Libreville, 16 septembre 2025 – Au cœur des négociations entre l’État et les enseignants, une nouvelle étape vient d’être franchie. Ce mardi, le cabinet de la ministre d’État à l’Éducation nationale, Camélia Ntoutoume Leclercq, a accueilli une séance de travail décisive avec le Syndicat des Enseignants de l’Éducation Nationale (SENA). L’air y avait le parfum d’une forge où se martèlent patience, rigueur et compromis.
Conduite par le secrétaire général intérimaire du SENA, Magloire Mamiaghe, la délégation syndicale a posé sur la table l’épais dossier du préavis de grève déposé le 4 septembre dernier.
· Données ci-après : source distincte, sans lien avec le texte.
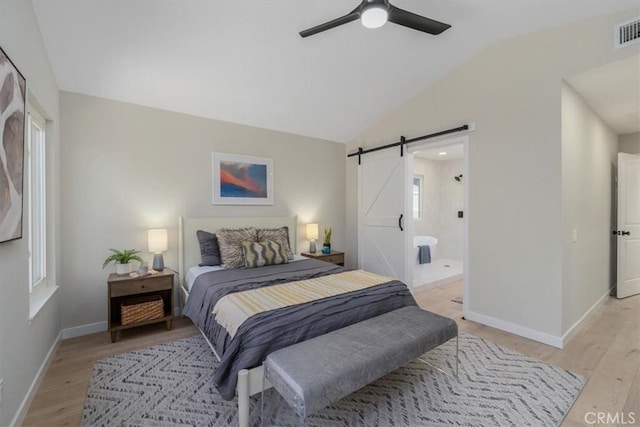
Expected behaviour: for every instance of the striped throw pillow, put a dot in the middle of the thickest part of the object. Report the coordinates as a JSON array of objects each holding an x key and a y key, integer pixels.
[
  {"x": 259, "y": 254},
  {"x": 230, "y": 243}
]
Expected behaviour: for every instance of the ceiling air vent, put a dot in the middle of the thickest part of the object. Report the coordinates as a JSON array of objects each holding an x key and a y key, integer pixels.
[{"x": 627, "y": 33}]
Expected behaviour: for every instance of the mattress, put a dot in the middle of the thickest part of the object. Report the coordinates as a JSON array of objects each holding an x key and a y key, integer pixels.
[
  {"x": 269, "y": 331},
  {"x": 194, "y": 272}
]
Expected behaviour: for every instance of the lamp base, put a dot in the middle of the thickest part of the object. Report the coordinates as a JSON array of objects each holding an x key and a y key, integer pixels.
[{"x": 158, "y": 262}]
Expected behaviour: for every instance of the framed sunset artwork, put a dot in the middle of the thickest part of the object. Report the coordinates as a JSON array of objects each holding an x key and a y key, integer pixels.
[{"x": 242, "y": 180}]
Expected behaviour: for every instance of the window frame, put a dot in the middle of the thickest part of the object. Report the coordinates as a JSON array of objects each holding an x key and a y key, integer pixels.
[
  {"x": 37, "y": 200},
  {"x": 420, "y": 179}
]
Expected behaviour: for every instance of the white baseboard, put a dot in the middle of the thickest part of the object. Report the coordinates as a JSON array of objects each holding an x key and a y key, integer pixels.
[
  {"x": 35, "y": 384},
  {"x": 576, "y": 326},
  {"x": 548, "y": 339},
  {"x": 92, "y": 328},
  {"x": 78, "y": 331}
]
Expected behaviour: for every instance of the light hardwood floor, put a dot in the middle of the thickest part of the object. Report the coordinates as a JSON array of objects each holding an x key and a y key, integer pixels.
[{"x": 606, "y": 350}]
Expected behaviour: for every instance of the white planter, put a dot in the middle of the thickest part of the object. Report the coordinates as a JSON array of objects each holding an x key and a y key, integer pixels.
[{"x": 122, "y": 269}]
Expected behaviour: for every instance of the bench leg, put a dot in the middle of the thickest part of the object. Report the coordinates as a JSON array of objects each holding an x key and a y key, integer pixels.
[
  {"x": 441, "y": 370},
  {"x": 457, "y": 360},
  {"x": 243, "y": 398}
]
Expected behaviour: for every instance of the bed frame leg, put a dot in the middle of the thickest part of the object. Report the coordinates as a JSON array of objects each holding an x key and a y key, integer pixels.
[
  {"x": 243, "y": 398},
  {"x": 457, "y": 359}
]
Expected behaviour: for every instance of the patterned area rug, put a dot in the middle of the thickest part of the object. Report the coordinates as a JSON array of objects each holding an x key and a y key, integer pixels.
[{"x": 169, "y": 384}]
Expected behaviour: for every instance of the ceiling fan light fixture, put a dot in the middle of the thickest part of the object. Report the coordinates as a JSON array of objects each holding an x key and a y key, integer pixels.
[{"x": 374, "y": 16}]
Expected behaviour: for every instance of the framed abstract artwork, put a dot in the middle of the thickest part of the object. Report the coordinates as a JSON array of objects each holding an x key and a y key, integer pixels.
[
  {"x": 13, "y": 88},
  {"x": 242, "y": 180}
]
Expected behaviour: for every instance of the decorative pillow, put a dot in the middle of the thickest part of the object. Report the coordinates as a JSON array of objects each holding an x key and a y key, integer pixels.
[
  {"x": 209, "y": 248},
  {"x": 277, "y": 234},
  {"x": 259, "y": 254},
  {"x": 230, "y": 242}
]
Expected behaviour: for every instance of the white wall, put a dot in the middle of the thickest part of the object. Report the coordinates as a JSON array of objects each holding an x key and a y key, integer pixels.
[
  {"x": 589, "y": 155},
  {"x": 629, "y": 143},
  {"x": 512, "y": 92},
  {"x": 127, "y": 168},
  {"x": 451, "y": 233},
  {"x": 23, "y": 344},
  {"x": 442, "y": 198}
]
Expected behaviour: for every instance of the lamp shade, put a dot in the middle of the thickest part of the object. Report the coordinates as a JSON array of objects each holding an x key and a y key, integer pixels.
[
  {"x": 158, "y": 241},
  {"x": 312, "y": 231}
]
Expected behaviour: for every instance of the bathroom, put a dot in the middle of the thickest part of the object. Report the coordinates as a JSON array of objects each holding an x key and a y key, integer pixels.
[{"x": 438, "y": 215}]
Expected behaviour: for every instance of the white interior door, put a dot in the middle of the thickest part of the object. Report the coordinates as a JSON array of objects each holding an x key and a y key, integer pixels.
[
  {"x": 628, "y": 229},
  {"x": 383, "y": 220}
]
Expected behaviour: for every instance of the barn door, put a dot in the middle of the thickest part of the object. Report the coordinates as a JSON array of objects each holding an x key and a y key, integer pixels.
[{"x": 383, "y": 220}]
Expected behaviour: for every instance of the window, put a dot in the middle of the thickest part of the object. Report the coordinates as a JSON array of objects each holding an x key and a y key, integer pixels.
[
  {"x": 37, "y": 200},
  {"x": 417, "y": 196}
]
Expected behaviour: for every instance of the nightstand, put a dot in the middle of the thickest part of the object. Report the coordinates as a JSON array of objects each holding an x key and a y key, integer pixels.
[
  {"x": 126, "y": 288},
  {"x": 335, "y": 257}
]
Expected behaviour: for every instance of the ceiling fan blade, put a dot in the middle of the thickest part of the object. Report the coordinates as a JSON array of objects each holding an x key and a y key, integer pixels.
[
  {"x": 332, "y": 24},
  {"x": 417, "y": 22}
]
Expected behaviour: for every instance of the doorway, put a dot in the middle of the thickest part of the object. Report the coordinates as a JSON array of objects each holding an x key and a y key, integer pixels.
[{"x": 438, "y": 231}]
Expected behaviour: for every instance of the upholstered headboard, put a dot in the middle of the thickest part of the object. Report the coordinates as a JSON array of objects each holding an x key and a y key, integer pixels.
[{"x": 190, "y": 248}]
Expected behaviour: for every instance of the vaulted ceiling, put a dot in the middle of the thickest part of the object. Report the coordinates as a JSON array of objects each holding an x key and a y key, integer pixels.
[{"x": 244, "y": 62}]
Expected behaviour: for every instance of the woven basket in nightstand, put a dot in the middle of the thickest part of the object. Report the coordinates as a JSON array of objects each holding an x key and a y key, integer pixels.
[{"x": 135, "y": 310}]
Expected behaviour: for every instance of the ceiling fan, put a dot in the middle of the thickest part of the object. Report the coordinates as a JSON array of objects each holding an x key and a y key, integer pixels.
[{"x": 375, "y": 13}]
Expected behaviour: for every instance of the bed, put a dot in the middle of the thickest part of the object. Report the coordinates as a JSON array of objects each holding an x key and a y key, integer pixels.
[{"x": 242, "y": 349}]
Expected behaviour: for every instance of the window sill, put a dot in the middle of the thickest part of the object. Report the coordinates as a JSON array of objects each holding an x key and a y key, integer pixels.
[{"x": 39, "y": 298}]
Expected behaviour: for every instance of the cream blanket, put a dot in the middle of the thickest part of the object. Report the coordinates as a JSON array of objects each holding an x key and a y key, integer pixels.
[{"x": 233, "y": 309}]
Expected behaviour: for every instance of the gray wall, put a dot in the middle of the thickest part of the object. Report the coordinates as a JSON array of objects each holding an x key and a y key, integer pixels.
[
  {"x": 629, "y": 143},
  {"x": 24, "y": 344},
  {"x": 512, "y": 91},
  {"x": 589, "y": 153},
  {"x": 128, "y": 168}
]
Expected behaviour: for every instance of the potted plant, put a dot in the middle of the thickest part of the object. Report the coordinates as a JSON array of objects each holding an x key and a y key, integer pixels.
[
  {"x": 122, "y": 260},
  {"x": 326, "y": 244}
]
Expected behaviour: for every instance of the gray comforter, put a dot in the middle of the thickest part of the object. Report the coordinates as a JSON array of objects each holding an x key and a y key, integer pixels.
[{"x": 272, "y": 330}]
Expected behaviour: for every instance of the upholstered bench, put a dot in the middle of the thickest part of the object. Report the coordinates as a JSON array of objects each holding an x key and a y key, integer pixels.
[{"x": 316, "y": 373}]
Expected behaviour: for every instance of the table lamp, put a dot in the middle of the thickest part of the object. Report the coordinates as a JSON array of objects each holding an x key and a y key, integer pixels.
[
  {"x": 158, "y": 243},
  {"x": 312, "y": 235}
]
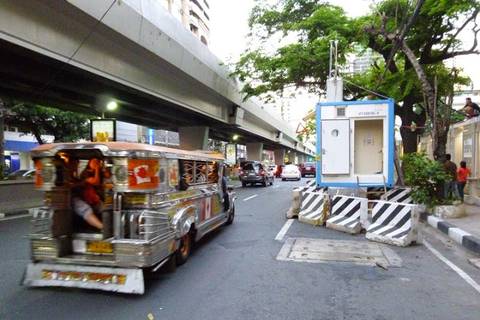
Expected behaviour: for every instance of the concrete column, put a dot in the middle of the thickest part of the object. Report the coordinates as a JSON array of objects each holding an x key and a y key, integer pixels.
[
  {"x": 279, "y": 155},
  {"x": 193, "y": 138},
  {"x": 254, "y": 151},
  {"x": 301, "y": 158},
  {"x": 291, "y": 157}
]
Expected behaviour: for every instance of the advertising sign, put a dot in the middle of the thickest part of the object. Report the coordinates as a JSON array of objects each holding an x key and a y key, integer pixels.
[
  {"x": 231, "y": 153},
  {"x": 103, "y": 130}
]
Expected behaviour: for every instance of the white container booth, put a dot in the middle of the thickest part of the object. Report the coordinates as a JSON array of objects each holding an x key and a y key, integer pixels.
[{"x": 355, "y": 143}]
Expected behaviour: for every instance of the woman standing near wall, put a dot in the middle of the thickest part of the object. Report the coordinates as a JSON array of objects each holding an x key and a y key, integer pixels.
[{"x": 462, "y": 175}]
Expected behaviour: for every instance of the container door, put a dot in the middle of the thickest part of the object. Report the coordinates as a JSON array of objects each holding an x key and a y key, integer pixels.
[{"x": 336, "y": 146}]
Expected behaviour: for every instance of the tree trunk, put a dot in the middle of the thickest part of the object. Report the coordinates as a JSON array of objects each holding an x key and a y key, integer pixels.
[
  {"x": 2, "y": 139},
  {"x": 409, "y": 140}
]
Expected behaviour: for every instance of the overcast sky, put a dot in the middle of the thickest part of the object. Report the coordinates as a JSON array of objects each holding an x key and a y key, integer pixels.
[{"x": 229, "y": 27}]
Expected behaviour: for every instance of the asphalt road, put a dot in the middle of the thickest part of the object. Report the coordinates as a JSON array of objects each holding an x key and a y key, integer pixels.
[{"x": 234, "y": 274}]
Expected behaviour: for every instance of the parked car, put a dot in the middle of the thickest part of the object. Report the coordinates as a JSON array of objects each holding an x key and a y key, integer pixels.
[
  {"x": 253, "y": 172},
  {"x": 278, "y": 171},
  {"x": 308, "y": 168},
  {"x": 291, "y": 171},
  {"x": 22, "y": 174}
]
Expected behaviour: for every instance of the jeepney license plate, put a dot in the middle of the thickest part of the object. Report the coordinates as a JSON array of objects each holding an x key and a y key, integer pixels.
[{"x": 99, "y": 247}]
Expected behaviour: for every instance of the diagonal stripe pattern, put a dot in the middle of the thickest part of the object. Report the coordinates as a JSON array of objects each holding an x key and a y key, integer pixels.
[
  {"x": 401, "y": 195},
  {"x": 393, "y": 223},
  {"x": 312, "y": 207},
  {"x": 346, "y": 212}
]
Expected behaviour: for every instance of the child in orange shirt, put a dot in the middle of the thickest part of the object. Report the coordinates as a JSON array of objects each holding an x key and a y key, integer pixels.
[{"x": 462, "y": 175}]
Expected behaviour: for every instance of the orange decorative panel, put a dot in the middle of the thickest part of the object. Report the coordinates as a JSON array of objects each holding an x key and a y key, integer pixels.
[{"x": 143, "y": 174}]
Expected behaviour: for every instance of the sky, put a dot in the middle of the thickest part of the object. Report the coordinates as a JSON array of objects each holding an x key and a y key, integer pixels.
[{"x": 229, "y": 27}]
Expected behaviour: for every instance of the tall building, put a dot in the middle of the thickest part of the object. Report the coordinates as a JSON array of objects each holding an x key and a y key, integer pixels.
[{"x": 194, "y": 15}]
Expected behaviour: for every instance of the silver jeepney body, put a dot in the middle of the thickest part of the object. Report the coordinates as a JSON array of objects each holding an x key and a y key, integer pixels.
[{"x": 144, "y": 222}]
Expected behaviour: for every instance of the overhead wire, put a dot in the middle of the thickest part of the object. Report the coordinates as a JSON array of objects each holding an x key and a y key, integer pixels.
[{"x": 70, "y": 58}]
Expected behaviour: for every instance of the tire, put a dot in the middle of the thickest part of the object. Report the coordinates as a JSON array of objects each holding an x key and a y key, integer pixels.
[
  {"x": 231, "y": 216},
  {"x": 183, "y": 252},
  {"x": 264, "y": 183}
]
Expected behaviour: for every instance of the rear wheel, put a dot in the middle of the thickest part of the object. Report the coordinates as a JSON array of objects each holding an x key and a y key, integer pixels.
[
  {"x": 231, "y": 216},
  {"x": 183, "y": 252}
]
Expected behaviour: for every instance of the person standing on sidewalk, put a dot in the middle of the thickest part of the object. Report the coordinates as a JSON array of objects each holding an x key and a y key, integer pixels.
[
  {"x": 451, "y": 170},
  {"x": 462, "y": 175}
]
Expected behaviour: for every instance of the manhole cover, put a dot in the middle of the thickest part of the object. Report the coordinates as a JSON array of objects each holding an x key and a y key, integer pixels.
[{"x": 321, "y": 251}]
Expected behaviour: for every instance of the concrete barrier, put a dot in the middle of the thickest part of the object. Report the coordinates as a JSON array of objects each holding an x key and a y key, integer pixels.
[
  {"x": 401, "y": 195},
  {"x": 349, "y": 214},
  {"x": 394, "y": 223},
  {"x": 314, "y": 209},
  {"x": 18, "y": 196}
]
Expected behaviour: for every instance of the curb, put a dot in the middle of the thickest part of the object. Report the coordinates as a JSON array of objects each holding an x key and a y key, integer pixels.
[
  {"x": 458, "y": 235},
  {"x": 17, "y": 212}
]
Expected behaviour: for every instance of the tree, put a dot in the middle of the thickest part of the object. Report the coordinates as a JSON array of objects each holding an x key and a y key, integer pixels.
[
  {"x": 431, "y": 34},
  {"x": 64, "y": 126},
  {"x": 426, "y": 37}
]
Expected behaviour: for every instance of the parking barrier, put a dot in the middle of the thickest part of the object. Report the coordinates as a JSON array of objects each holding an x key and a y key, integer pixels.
[
  {"x": 349, "y": 214},
  {"x": 394, "y": 223}
]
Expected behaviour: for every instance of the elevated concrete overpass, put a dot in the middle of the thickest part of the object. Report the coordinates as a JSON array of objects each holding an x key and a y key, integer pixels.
[{"x": 78, "y": 55}]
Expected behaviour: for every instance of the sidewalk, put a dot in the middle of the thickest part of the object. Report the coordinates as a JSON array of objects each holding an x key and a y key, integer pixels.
[{"x": 465, "y": 231}]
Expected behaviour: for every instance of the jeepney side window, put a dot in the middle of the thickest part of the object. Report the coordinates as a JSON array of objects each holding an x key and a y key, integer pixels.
[
  {"x": 213, "y": 172},
  {"x": 173, "y": 174},
  {"x": 201, "y": 172},
  {"x": 163, "y": 174},
  {"x": 188, "y": 171}
]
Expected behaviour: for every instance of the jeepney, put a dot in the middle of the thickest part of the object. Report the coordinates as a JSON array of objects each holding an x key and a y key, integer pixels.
[{"x": 156, "y": 203}]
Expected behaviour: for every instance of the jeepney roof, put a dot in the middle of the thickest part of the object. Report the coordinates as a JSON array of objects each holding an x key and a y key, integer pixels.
[{"x": 125, "y": 149}]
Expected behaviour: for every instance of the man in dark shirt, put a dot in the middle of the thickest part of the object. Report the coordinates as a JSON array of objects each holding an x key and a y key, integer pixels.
[
  {"x": 471, "y": 109},
  {"x": 451, "y": 169}
]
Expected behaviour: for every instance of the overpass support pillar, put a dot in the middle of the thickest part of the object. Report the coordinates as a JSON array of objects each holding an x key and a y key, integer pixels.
[
  {"x": 255, "y": 151},
  {"x": 279, "y": 155},
  {"x": 193, "y": 138}
]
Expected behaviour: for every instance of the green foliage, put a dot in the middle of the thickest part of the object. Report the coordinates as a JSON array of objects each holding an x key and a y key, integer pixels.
[
  {"x": 65, "y": 126},
  {"x": 290, "y": 43},
  {"x": 426, "y": 178}
]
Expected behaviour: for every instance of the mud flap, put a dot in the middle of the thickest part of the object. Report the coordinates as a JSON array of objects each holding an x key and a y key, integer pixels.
[{"x": 85, "y": 277}]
Comme des artisans consciencieux, administration et partenaires sociaux ont manié les outils de la discussion pour dresser un état des lieux précis. Les résultats commencent à émerger : 136 arrêtés, impactant 5 798 agents, ont été signés et attendent d’être ventilés dans les jours à venir, après tri et organisation par la Direction des Ressources humaines.
Sur le chantier des rappels de solde 2024-2025, le tableau n’est pas moins significatif : 8 841 dossiers ont été transmis à la Solde. Un pas de plus dans la longue marche vers la régularisation administrative d’environ 26 000 agents du ministère.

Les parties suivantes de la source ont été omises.